Maior perda de faturação ocorreu em Estarreja, de acordo com a Unicre
Foto: Maria João Gala
Nos concelhos mais associados à celebração do Carnaval, a faturação caiu 8,1%, entre os dias 14 (sábado) e 17 (terça-feira) deste mês, comparando com igual época festiva de 2025, apurou a Unicre, empresa que gere cartões de pagamento.
Este ano, o Carnaval ocorreu quando o país ainda estava a viver os efeitos das sucessivas tempestades que assolaram Portugal desde 28 de janeiro, o que levou algumas autarquias a cancelar ou adiar os desfiles tradicionais.
Nos 10 concelhos analisados, a quebra também foi visível nos indicadores de consumo, desde logo, no gasto médio por cartão, que baixou para 57,47 euros (-6,9%); e nas compras, que desceram para 33,80 euros (-8,5%), em média.
Este comportamento evidencia "um consumo mais contido num contexto de menor dinamização e afluência às celebrações", de acordo com o relatório o Reduniq Q Insight.
Na análise por concelho, Estarreja registou a maior quebra de faturação (-17,1%); seguida por Sesimbra (-10,6%); Torres Vedras, onde foi cancelado (-9%); Loulé (-8,9%); Sines (-8,5%) e Alcobaça (-8,4%).
Abaixo desses valores surgem a Madeira, com uma descida de 7,2%, e a Mealhada a perder 7,8%. Com quebra bem menor, destaque para Ovar (-1,5%).
Macedo de Cavaleiros foi o único concelho a manter praticamente estável a sua faturação (+0,1%), lê-se no comunicado da Unicre.
Gasto médio com cartão
Foi na Madeira onde se registou a maior descida ao nível do gasto médio por cartão, ao baixar 12,2%, para 70,25 euros.
Pelo contrário, o concelho onde houve o maior crescimento no gasto com cartão foi em Torres Vedras, onde não houve festejos: subiu 12,9%, para 47,21 euros.

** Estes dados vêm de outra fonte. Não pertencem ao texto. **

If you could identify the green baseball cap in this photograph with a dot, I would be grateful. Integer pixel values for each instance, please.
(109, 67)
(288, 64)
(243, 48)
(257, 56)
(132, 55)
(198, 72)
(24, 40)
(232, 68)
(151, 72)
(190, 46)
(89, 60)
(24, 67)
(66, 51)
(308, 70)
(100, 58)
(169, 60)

Nas compras com cartão (ticket médio), Sines registou a maior descida (-14,7%), para 23,95 euros, enquanto Torres Vedras voltou a evidenciar uma evolução positiva (+6,2%), para os 27,86, refere o comunicado da instituição financeira.
Madeira domina
No total da faturação dos dez concelhos, a Madeira apresentou o maior peso relativo do volume global (44,3%), seguida por Loulé (24,1%), Torres Vedras (12,5%) e Sesimbra (6,5%), "o que demonstra o forte contributo das regiões com maior tradição e projeção", observam os analistas.
Quanto ao pico de faturação, concentrou-se maioritariamente no dia 14 de fevereiro, com duas exceções: Macedo de Cavaleiros, onde ocorreu no dia 15, e da Madeira, registado no dia 16, o que denota, segundo a Unicre, as "diferenças na programação local e na duração das festividades".
Mercado é nacional
Quanto à origem dos cartões, o relatório conclui que "o consumo nacional continuou a ser predominante na maioria dos concelhos, com pesos superiores a 90% em Estarreja (96,7%), Mealhada (96,2%), Torres Vedras (95,9%), Sesimbra (95,4%) e Ovar (94,8%)".
"Ainda assim, os destinos com maior vocação turística mantiveram uma presença relevante de consumo estrangeiro, nomeadamente a Madeira (31,7%) e Loulé (21%)", acrescenta o comunicado.